There are great pieces of political filmmaking that don't pose a moral dilemma because what they expose is so obviously an injustice. Movies like Costa-Gavras's Z or Paul Greengrass's Bloody Sunday or Barbara Kopple's documentaries Harlan County, U.S.A. and American Dream rouse our passion for justice more than our thirst for vengeance. The same is true of Hollywood's tradition of good liberal muckraking melodrama, from Mervyn LeRoy's I Am a Fugitive From a Chain Gang to Martin Ritt's Norma Rae or Tony Richardson's The Border.
But if we are truly going to face up to the movies' propagandistic potential, we can't sit back and pretend to be aloof from the feelings the most talented polemical filmmakers can rouse, even if we are appalled by those feelings. It's cowardly to acclaim The Birth of a Nation as significant because it was the first film to succeed on an epic scale without acknowledging Griffith's ability to get our blood pounding as we watch the Klan race to the rescue in the climax. Gillo Pontecorvo's The Battle of Algiers is so brilliantly made, so emotionally involving that you glide right past its contention that violence was the only avenue open to Algerians under French colonialism. And while I'd argue that Potemkin, like all of Eisenstein's films, is more a demonstration of his theories of montage than a dramatic experience, there is no denying the revolutionary fervor the director stirred up.

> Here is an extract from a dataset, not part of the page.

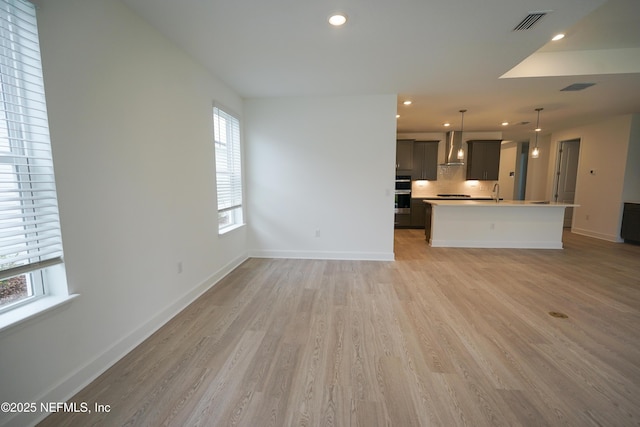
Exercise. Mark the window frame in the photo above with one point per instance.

Riefenstahl's admirers have never owned up to whether or not her movies make them feel a similar surge. And the films may not match the same excitement you feel watching Griffith or Pontecorvo or Costa-Gavras or Eisenstein. But that would suggest that the greatness claimed for Riefenstahl is a purely technical triumph, and that it's necessary to empty her films of their emotional and moral content before being able to praise them. For those who see art in the work of Leni Riefenstahl, it's not enough to express their admiration. Her admirers have to fess up to whether, if only for the time the film is running through the projector, they feel any temptation to give themselves over to Riefenstahl's vision.